Amid the economic distress, Mr. Ahmadinejad left the door open for new talks with the West, saying Iran has nothing to fear because it is “in the right.”
“They claim that Iran doesn’t want negotiations, but it isn’t so,” he said. “Every time they seek pretexts, and as we approach talks they issue resolutions so that perhaps negotiations don’t take place.”
In Washington, State Department spokeswoman Victoria Nuland said the U.S. is waiting for Iran’s response to an October letter from the EU’s foreign-policy chief calling for a resumption of talks.
“Just saying you’re open for talks doesn’t meet the criteria that we have set,” Ms. Nuland said.
In Tehran, Iranian lawmakers threatened Thursday to pre-empt the EU move by ending oil exports to Europe immediately rather than on July 1, when the embargo is set to take full effect.
The phased-in nature of the EU embargo was meant to ease the blow to already troubled economies such as Greece, Italy and Spain that depend heavily on Iranian crude imports.

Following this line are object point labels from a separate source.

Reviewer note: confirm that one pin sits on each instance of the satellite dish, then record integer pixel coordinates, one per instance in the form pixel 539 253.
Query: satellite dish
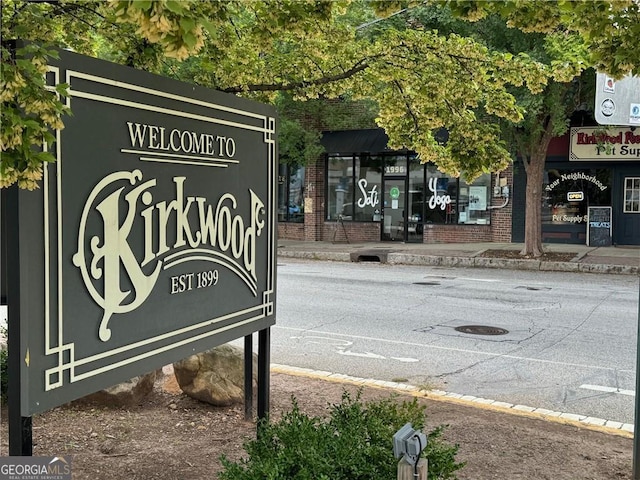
pixel 617 101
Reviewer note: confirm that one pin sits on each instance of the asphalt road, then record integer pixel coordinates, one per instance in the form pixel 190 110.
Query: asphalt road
pixel 569 346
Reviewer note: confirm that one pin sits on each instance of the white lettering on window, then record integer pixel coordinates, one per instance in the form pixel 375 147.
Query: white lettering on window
pixel 369 197
pixel 435 200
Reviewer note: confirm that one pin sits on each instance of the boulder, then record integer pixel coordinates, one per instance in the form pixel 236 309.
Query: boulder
pixel 215 376
pixel 124 394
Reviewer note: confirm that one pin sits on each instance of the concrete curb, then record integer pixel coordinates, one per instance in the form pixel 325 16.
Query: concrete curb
pixel 462 261
pixel 582 421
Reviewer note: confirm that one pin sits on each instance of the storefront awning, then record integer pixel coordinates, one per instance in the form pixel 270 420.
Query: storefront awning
pixel 355 141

The EU’s move followed the U.S. imposition of sanctions on the Central Bank of Iran, the main conduit for the Islamic republic’s oil transactions, which account for more than half of the regime’s revenue.
In recent weeks, Iranian officials have amped up their rhetoric, threatening to close the Strait of Hormuz, through which one-fifth of the world’s crude oil is transported.
“Iran will never allow itself to be in a situation in which it cannot sell oil but other regional states can,” said Ali Akbar Velayati, an adviser to the Iran’s Supreme Leader Ayatollah Seyyed Ali Khamenei, Thursday on Iran’s state-run Press TV.
The Associated Press reported that prison records show the U.S. is holding Seyed Mojtaba Atarodi, 54, a microchip expert and assistant professor at Tehran’s prestigious Sharif University of Technology, in a federal facility in Dublin, Calif., outside San Francisco.